Bu süreçte de başta Tulpar Hoca ve dönemin vakıf başkanı Hasan Yılmaz olmak üzere Hizmete sinelerini siper ederek kahramanca savundular.

2015’te polisler vakıf binasını bastıklarında şöyle kükremişlerdi; “Biz bu vakfı kurarken iki elin parmağını geçmeyecek kadar insan vardık. Yavrularımızı sokaktan kurtarıp yüksek ahlaki değerler içeren bir eğitim sistemi için eğittik. Perişan, rastgele bir hayat yaşayan yavrular önce kendilerini kazandı, sonra da aileler…”

Dedim ya Antalya güzel insanlar diyarıdır.

Kimi Toroslara bile diklenen Akdeniz gibi derin ve dalgalı, kimi Toroslar gibi dik ve vakur, kimi diplerine bereket damlayan portakal çiçekleri gibi saf ve duru…

Bu yiğit insanların bazıları bu süreçte ülkesini terk etmek zorunda kaldı. Tulpar Hoca da onlardan biri. On yıldan beri Kosova’da, Murad Hüdavendigar’ın komşuluğunda yaşıyordu. Halkın gönlünde taht kurmuş insanlar bir şehri terk ediyorsa bu işte bir yanlışlık olmalıydı.
Hâlbuki şehirleri canlı kılan, içlerindeki erdemli insanlardır! Birler değil on binler yolunu kesip, “Sen bu şehirden gidemezsin!” demeliydi.

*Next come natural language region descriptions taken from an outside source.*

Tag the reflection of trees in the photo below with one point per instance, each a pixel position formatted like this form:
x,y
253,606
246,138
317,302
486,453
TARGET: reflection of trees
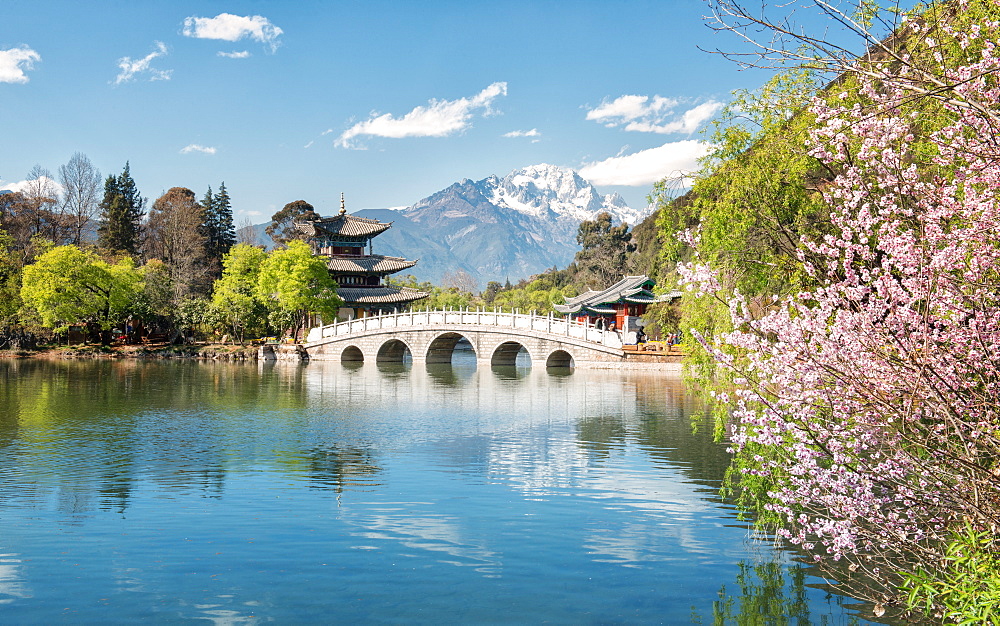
x,y
599,434
343,468
772,593
667,422
90,430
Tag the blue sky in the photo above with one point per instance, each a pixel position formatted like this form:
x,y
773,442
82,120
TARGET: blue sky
x,y
387,102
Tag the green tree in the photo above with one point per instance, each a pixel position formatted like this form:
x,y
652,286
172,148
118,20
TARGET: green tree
x,y
217,224
282,226
121,213
605,250
235,298
294,284
224,237
10,281
176,238
67,285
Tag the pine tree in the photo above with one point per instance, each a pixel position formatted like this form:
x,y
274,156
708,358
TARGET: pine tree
x,y
217,224
122,210
224,228
207,227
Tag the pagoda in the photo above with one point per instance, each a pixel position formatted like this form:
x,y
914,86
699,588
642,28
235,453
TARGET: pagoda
x,y
343,240
621,303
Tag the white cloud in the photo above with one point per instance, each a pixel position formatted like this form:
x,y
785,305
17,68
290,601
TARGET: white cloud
x,y
42,183
196,148
439,118
627,108
677,158
653,115
130,68
229,27
523,133
14,62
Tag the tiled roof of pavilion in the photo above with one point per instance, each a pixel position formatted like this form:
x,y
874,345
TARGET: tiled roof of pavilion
x,y
636,289
379,295
370,264
343,225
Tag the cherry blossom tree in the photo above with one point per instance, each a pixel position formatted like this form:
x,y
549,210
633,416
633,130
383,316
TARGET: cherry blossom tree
x,y
866,407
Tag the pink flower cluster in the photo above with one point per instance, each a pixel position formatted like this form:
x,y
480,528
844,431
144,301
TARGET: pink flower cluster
x,y
871,400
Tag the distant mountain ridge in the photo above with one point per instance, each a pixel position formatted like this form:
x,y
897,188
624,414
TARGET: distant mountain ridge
x,y
497,228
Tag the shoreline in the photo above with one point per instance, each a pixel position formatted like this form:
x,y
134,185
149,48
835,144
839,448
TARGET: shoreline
x,y
203,351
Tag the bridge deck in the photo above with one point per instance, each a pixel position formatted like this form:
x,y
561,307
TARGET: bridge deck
x,y
520,323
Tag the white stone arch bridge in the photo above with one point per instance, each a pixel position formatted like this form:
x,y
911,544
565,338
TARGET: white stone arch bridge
x,y
496,337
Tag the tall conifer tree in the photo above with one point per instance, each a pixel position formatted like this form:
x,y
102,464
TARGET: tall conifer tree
x,y
122,210
225,229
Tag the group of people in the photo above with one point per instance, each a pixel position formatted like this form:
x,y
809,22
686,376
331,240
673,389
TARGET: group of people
x,y
601,324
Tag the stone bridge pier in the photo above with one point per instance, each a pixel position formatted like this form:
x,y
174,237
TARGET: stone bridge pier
x,y
496,339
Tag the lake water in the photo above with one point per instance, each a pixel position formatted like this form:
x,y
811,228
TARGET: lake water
x,y
322,493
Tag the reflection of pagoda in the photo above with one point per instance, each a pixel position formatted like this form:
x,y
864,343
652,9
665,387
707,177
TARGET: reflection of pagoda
x,y
343,239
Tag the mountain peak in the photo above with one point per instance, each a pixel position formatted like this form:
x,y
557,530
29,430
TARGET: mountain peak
x,y
549,191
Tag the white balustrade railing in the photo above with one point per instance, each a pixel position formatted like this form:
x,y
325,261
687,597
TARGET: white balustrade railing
x,y
467,317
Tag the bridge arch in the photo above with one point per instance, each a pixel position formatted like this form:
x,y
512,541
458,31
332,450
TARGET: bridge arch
x,y
393,351
441,349
352,354
506,353
560,358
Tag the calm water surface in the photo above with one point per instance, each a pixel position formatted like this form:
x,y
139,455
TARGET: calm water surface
x,y
182,492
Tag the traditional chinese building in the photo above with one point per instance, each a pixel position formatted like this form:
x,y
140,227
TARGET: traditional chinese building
x,y
359,273
624,301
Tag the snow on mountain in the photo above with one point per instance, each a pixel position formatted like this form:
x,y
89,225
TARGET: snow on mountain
x,y
541,189
500,228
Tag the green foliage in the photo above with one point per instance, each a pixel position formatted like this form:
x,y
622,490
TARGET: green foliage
x,y
605,252
10,281
438,297
539,295
122,210
67,285
282,226
234,298
217,223
967,588
294,283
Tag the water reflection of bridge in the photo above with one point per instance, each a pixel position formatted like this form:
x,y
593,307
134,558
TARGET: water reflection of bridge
x,y
496,338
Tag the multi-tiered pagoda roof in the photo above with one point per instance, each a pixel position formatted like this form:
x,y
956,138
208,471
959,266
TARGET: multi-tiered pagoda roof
x,y
343,239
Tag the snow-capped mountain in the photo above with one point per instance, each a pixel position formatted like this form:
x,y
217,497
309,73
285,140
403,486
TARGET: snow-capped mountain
x,y
498,228
541,189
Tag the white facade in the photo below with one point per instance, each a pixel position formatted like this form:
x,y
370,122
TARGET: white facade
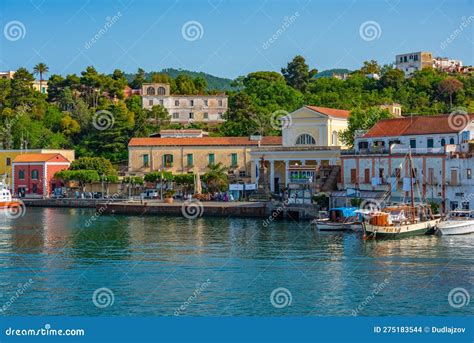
x,y
185,108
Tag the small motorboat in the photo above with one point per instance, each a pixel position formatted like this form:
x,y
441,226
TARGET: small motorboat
x,y
7,204
458,222
337,221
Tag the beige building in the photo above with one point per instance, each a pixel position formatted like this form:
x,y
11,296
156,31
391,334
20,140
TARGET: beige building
x,y
413,61
310,151
185,108
186,155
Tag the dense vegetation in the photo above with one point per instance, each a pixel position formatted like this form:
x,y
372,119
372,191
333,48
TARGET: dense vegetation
x,y
89,112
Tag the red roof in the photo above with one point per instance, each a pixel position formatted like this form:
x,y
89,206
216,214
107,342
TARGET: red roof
x,y
203,141
420,125
50,157
331,112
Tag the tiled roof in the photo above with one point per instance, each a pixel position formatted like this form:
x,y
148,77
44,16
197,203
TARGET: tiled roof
x,y
51,157
204,141
420,125
331,112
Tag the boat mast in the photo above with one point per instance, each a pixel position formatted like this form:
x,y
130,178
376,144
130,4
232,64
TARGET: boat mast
x,y
412,197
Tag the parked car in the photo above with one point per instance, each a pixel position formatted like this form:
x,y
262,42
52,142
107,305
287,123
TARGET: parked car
x,y
149,194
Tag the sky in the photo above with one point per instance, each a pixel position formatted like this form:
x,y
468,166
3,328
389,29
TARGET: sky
x,y
228,38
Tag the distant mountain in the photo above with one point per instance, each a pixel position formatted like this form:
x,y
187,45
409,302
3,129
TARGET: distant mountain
x,y
331,72
213,82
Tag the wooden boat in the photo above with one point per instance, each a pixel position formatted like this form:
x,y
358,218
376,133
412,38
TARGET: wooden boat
x,y
7,204
402,220
457,222
337,220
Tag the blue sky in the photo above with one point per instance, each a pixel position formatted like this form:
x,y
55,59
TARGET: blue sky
x,y
234,39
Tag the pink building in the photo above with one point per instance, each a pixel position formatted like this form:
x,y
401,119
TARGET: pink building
x,y
33,174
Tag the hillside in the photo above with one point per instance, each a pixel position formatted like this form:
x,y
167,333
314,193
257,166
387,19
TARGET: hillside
x,y
213,82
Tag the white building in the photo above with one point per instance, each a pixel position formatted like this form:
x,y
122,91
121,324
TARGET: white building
x,y
185,108
442,153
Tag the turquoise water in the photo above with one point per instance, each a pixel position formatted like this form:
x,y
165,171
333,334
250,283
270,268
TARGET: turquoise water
x,y
221,267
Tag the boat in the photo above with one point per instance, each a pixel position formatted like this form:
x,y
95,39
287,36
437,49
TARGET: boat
x,y
7,204
403,219
458,222
337,220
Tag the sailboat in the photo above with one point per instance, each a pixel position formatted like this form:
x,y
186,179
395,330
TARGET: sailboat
x,y
402,220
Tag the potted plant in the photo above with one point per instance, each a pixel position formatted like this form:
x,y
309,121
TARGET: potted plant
x,y
169,196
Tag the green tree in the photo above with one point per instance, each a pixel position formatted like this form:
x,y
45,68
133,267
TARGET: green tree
x,y
297,73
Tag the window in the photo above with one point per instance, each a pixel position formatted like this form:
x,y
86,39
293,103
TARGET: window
x,y
190,160
334,138
168,160
211,159
34,174
305,139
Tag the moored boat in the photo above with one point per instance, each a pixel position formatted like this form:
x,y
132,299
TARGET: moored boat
x,y
458,222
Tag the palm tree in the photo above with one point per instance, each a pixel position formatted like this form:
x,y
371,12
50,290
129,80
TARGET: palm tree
x,y
40,69
216,178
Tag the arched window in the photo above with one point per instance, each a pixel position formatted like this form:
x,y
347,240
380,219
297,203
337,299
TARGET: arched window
x,y
305,139
334,138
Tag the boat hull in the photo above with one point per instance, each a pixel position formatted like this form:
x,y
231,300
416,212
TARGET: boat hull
x,y
415,229
456,228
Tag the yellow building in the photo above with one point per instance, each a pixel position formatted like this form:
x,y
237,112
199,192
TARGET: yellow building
x,y
7,157
310,151
188,154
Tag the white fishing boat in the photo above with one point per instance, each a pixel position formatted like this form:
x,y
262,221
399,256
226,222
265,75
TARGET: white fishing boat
x,y
402,220
458,222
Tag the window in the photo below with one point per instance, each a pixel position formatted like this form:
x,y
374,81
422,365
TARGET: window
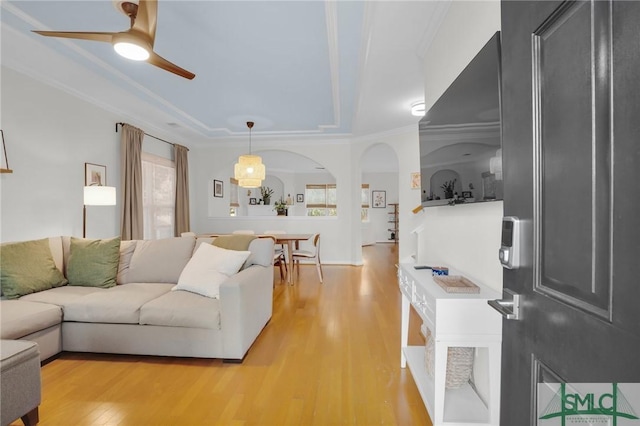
x,y
158,196
321,200
364,213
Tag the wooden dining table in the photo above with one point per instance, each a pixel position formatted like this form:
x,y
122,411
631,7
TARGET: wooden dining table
x,y
291,240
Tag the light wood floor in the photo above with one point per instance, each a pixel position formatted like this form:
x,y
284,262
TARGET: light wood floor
x,y
330,355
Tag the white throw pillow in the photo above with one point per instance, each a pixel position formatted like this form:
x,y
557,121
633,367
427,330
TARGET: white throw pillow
x,y
209,267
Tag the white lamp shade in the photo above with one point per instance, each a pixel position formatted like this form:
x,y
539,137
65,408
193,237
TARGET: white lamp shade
x,y
249,171
99,195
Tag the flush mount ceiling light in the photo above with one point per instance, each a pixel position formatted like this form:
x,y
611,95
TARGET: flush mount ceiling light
x,y
417,109
249,170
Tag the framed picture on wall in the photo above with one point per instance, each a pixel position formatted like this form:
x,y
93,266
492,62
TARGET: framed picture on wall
x,y
379,199
415,180
217,188
95,174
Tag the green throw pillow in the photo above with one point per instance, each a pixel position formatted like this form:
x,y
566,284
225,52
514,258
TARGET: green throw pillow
x,y
28,267
93,263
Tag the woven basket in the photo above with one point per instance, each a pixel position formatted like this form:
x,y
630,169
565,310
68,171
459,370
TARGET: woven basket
x,y
459,363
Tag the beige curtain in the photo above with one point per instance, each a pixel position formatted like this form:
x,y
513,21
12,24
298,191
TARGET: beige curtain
x,y
182,189
131,181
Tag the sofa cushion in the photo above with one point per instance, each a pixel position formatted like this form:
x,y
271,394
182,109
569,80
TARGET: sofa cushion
x,y
159,261
182,309
60,296
93,263
126,252
116,305
27,267
209,267
19,318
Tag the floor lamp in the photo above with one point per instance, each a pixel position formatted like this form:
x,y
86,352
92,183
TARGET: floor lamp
x,y
96,196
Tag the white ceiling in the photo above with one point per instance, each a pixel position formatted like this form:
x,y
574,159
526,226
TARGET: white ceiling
x,y
296,68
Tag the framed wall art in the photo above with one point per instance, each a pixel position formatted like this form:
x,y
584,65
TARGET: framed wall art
x,y
95,174
379,199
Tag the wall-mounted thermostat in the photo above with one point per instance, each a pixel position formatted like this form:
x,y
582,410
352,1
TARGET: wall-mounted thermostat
x,y
509,252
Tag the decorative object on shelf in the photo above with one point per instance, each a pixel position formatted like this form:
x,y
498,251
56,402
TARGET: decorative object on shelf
x,y
266,194
379,199
459,363
249,169
415,180
439,270
456,284
280,207
448,188
218,187
6,160
96,193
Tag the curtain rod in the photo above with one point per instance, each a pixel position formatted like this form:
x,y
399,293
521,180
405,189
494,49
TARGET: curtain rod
x,y
151,136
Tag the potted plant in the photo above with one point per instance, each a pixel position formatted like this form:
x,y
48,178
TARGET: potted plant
x,y
266,194
281,207
448,188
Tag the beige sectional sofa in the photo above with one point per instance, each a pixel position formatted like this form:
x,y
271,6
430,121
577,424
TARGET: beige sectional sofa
x,y
141,314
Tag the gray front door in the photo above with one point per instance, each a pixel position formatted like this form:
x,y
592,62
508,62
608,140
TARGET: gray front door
x,y
571,149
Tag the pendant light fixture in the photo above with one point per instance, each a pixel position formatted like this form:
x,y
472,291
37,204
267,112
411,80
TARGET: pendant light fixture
x,y
249,170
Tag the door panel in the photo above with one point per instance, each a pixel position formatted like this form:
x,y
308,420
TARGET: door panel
x,y
571,167
572,152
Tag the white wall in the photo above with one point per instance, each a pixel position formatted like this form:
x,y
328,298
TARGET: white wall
x,y
49,135
379,217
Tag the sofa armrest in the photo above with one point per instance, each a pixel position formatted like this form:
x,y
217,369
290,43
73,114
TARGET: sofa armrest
x,y
246,305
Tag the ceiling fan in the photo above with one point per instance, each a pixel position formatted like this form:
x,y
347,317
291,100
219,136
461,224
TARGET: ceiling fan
x,y
137,42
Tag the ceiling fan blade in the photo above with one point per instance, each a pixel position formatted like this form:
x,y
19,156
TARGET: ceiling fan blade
x,y
93,36
160,62
146,18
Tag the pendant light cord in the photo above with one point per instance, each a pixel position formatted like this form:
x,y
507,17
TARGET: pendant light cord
x,y
250,126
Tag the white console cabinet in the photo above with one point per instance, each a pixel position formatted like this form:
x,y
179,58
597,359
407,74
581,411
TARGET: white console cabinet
x,y
455,320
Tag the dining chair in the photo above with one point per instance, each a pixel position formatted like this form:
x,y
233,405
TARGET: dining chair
x,y
279,253
312,253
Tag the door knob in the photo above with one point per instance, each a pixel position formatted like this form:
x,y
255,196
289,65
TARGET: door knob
x,y
509,306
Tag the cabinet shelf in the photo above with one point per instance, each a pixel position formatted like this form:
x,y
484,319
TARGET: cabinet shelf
x,y
454,320
461,407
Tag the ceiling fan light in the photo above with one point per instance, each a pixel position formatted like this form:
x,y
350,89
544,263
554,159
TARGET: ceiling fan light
x,y
131,51
418,109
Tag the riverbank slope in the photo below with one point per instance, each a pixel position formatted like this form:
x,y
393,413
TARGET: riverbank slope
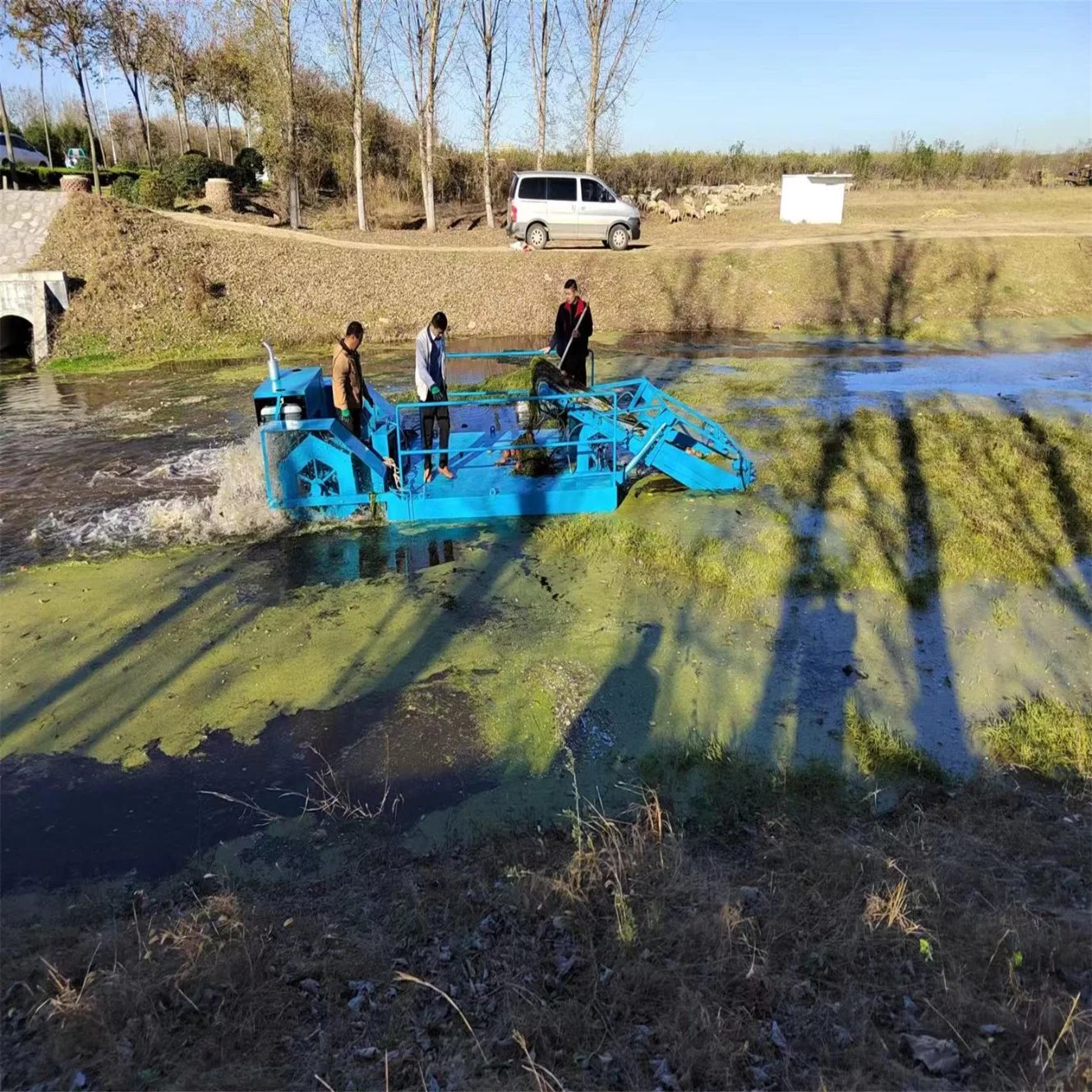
x,y
149,284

Bir keresinde, kendisiyle ilgili yazdığım bir yazıda Hazreti Ebû Bekir’e benzediğini ifade etmiştim. Bana “Kıymetli Harun Hocam!” diye başlayan uzunca mektubunda şöyle diyordu:

“Hakkımda yazdıklarınız ise hayatımın son demlerini yaşamakta olduğumu hissettiğim, günahlarımın dehşetinden mağfiret-i ilahiyeye iltica için çırpındığım şu günlerde hicabımı, hicranımı daha çok hissettirdi. Efendimiz’e (sallallâhu aleyhi ve sellem) iman ve ittiba hususunda sahâbeler, bilhassa Hazreti Ebû Bekir (radıyallâhu anh) efendimiz, hedeftir, ufuktur. Fakat bilhassa benim için onların çizgisine yaklaşmak, seviyelerine yol bulmak, benzer vasıflara sahip olmak, topuklarına yetişmek muhal üstü muhaldir. Benim için hicaba, sizin için mesuliyete sebep olur diye korkuyorum. Yazdıklarınızı dua olarak kabul ediyorum.
Hâfızam beni yanıltmıyorsa, Hazreti Ömer (radıyallâhu anh), Hazreti Ebû Bekir Efendimizin vefatı üzerine, ‘Kendinden sonrakilere yaşanmaz bir hayat bıraktın.’ demiştir. (…) Rahmetli Necip Fazıl’ın, evliyâ bir zattan aldığı mânâ ile şu kıtada ifade ettiği, ‘üç ayakla seken’ varlık olabilmeyi bahtiyarlık addederim:

Sonsuzluk kervanı peşinizde ben,
Üç ayakla seken topal köpeğim.
Bastığınız yeri taş taş öpeyim.
Bir kırıntı yeter kereminizden,
Sonsuzluk kervanı peşinizde ben.

Muhterem Hocaefendi’nin nasihatleri ve rehberliği, sizlerin aşk ve heyecanınız, hizmet sunulan kitlenin memnuniyet ve duaları vesile oldu; Cenab-ı Mevlâ’nın inâyet ve lütfu gerçekleşti. Küçüklüğümüz sebebiyle kendi küçük çevremizde başlayan; kısa bir zaman sonra bütün insanlığı kucaklayan iyilikler, hayırlar ve güzellikler külliyen Allah’tandır (celle celâluhu). Bu hususta perdede görünen bir gölge kadar bile hissemiz yoktur.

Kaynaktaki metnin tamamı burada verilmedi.